Comparative Effectiveness Research Crucial To Improving Patient Care

By James Arvantes  • Washington
3/25/2009

Comparative effectiveness research is an effective means of improving quality, reducing costs and enhancing access to care, according to AAFP President Ted Epperly, M.D., of Boise, Idaho, who testified before an Institute of Medicine, or IOM, committee here on March 20.
Primary Care Research
The recently enacted American Recovery and Reinvestment Act of 2009 requires that the IOM recommend comparative effectiveness research spending priorities to the HHS secretary, who then will issue a report to Congress. In a bid to gather information for the IOM report, the IOM Committee on Comparative Effectiveness Research Priorities heard testimony on March 20, gathering information from relevant stakeholders, including the AAFP.

From the AAFP's perspective, comparative effectiveness research means "careful analysis of the relative benefits and costs of various treatments across populations and illnesses," said Epperly during his testimony. However, he added, despite the many randomized clinical trials conducted each year, "there is still a surprisingly large gap between what we know and what we need to know to provide optimal care."

"Given the complexities of clinical care and the numerous treatment options -- as a nation, we cannot expect, afford or, in many cases, ethically conduct all the randomized clinical trials that would be needed to fill in existing gaps in knowledge," he said.

For example, said Epperly, the Agency for Healthcare Research and Quality recently found gaps in medical knowledge about such highly prevalent conditions as diabetes and depression.

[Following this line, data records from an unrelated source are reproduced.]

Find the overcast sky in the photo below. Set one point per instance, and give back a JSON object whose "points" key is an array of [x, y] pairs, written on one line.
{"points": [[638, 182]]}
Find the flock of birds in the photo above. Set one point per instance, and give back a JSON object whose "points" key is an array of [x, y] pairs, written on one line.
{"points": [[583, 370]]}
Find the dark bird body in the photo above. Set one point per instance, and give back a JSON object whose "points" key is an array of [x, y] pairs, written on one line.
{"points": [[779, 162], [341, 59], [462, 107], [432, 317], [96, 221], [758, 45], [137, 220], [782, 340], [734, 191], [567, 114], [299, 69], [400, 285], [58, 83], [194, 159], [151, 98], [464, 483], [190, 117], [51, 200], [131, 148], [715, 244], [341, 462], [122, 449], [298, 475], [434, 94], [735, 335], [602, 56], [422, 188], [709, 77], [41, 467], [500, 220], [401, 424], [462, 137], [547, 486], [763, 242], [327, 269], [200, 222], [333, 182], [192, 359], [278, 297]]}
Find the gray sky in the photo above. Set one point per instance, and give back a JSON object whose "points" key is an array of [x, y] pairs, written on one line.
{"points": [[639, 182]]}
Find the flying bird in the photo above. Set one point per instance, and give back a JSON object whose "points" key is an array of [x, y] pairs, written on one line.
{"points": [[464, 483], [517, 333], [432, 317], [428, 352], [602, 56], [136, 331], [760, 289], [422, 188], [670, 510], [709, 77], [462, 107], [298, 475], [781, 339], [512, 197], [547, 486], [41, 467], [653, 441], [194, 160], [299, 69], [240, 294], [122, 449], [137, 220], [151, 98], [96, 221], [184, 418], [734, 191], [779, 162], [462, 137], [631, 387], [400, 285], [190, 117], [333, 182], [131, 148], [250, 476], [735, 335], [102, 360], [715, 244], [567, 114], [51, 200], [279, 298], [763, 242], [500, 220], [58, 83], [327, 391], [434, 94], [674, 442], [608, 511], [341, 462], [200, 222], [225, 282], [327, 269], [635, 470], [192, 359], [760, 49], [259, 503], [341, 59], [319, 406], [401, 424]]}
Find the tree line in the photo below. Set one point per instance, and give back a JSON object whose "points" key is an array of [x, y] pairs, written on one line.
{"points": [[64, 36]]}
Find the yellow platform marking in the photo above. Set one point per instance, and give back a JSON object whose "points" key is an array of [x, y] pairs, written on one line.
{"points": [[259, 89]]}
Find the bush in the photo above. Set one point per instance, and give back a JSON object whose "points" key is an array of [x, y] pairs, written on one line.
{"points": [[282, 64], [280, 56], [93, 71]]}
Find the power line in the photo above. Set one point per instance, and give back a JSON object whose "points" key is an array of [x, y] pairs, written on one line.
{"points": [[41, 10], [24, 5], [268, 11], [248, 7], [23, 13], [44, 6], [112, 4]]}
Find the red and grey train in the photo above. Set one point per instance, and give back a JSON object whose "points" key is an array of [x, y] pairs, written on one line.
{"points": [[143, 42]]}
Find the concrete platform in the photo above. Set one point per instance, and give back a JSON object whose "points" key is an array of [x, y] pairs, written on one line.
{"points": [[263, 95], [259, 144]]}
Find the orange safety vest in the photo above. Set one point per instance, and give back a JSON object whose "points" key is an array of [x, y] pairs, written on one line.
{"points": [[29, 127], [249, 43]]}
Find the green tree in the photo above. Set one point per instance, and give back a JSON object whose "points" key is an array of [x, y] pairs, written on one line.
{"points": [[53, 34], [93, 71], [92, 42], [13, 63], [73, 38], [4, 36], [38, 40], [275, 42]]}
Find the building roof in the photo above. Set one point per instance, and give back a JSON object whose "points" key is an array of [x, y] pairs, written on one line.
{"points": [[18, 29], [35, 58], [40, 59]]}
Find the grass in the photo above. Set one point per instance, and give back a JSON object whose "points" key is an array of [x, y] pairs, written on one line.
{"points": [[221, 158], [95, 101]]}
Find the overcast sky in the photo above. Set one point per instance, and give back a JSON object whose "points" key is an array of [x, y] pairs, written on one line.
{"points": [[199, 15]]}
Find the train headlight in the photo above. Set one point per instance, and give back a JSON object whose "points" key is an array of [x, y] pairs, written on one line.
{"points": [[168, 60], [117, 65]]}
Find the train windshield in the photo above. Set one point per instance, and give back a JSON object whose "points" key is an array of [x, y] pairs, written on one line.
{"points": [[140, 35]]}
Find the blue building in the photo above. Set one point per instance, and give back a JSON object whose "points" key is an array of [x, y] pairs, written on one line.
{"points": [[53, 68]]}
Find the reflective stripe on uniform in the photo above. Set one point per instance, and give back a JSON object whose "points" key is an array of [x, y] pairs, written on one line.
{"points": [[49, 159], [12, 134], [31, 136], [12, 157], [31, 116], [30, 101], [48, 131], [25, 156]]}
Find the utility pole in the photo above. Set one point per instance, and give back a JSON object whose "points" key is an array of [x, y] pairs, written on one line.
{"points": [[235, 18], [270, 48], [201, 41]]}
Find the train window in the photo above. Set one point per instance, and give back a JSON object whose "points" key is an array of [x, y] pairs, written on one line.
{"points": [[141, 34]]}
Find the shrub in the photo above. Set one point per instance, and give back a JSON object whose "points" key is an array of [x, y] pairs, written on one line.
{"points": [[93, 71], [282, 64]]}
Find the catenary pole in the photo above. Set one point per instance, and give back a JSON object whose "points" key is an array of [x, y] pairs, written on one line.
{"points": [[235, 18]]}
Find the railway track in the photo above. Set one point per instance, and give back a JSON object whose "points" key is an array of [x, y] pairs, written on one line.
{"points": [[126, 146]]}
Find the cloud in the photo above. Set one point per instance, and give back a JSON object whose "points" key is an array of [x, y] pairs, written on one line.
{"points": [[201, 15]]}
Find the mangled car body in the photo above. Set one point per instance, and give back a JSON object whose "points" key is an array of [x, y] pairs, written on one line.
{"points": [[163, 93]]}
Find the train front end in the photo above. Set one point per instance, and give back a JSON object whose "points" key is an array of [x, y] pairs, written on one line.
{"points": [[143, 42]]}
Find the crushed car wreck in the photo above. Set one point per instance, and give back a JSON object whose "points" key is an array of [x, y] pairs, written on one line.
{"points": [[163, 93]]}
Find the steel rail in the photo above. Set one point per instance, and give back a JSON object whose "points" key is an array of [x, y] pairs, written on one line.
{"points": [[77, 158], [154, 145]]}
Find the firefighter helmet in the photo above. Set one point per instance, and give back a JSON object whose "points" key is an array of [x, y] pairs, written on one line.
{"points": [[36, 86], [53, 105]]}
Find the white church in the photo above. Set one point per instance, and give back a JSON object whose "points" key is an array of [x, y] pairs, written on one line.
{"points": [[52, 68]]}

Because family physicians have a broad scope of practice, they often care for individuals with these chronic conditions and constantly deal with these knowledge gaps, he said.

According to Epperly, many AAFP members are interested in participating in large-scale comparative effectiveness studies. And the implications of having more than 100,000 FPs pulling clinical data on 280 million patient visits per year are profound. It would offer a unique way of looking at common issues and questions and developing answers, he added.

Epperly stressed, however, that any comparative effectiveness research must include all aspects of different populations and should be done in rural, urban and suburban areas. Comparative effectiveness studies also should look at systems of care, such as the patient-centered medical home, as well as individual medications and treatments, he added.

Epperly also told the committee about the Distributed Network for Ambulatory Research in Therapeutics, or DARTNet, public/private consortium in which the AAFP has played a leading role. DARTNet uses electronic health records, practice-based networks and practical clinical trials to advance comparative effectiveness research.

"Through DARTNet, we are examining how electronic data from a patient's medical home can expand our knowledge of high-quality care," Epperly said during his testimony.

DARTNet physicians are studying the care they provide and learning from best practices. The information they elicit will improve care at the practice level and enable family physicians to undertake the most clinically and economically effective therapies, Epperly said.

Inevitably, comparative effectiveness research will demonstrate that some therapies will work better than others, prompting challenges and opposition from some, said Epperly. However, he noted, the Academy believes "the health of the public should trump individual business concerns."

Although some entities have criticized comparative effectiveness research, the AAFP believes those concerns are unfounded, said Epperly, "We do not believe comparative effectiveness research will lead to arbitrary regulation, rationing or limits."